Abstract
Code-mixed data is an important challenge of natural language processing because its characteristics completely vary from the traditional structures of standard languages.
In this paper, we propose a novel approach called Sentiment Analysis of Code-Mixed Text (SACMT) to classify sentences into their corresponding sentiment - positive, negative or neutral, using contrastive learning. We utilize the shared parameters of siamese networks to map the sentences of code-mixed and standard languages to a common sentiment space. Also, we introduce a basic clustering based preprocessing method to capture variations of code-mixed transliterated words.

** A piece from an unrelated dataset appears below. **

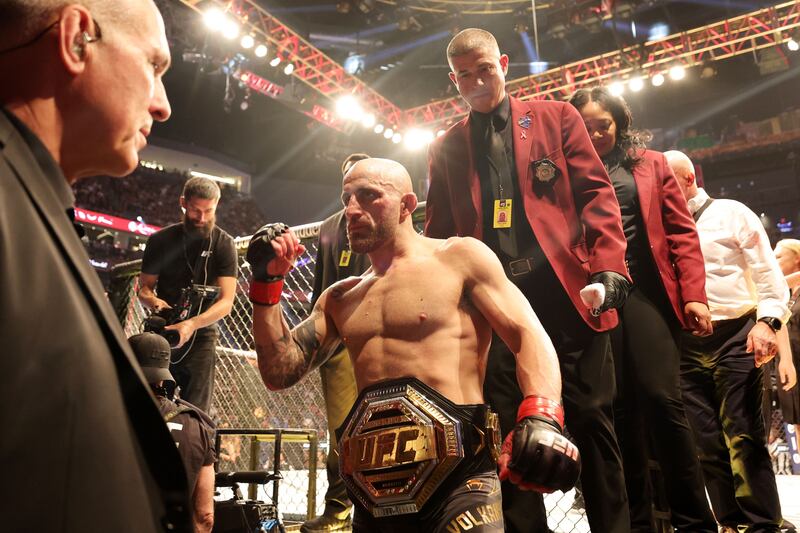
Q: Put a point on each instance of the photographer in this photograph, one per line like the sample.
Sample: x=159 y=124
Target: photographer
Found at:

Our experiments reveal that SACMT outperforms the state-of-the-art approaches in sentiment analysis for code-mixed text by 7.6% in accuracy and 10.1% in F-score.
N. Choudhary and R. Singh—These authors have contributed equally to this work.
Access provided by Autonomous University of Puebla. Download conference paper PDF
Similar content being viewed by others
Keywords
1 Introduction
Multilingual societies with decent amount of internet penetration widely adopted social media platforms. This led to the proliferation in usage of code-mixed text. Sentiment analysis of code-mixed data on social media platforms enables scrutiny of political campaigns, product reviews, advertisements and other social trends.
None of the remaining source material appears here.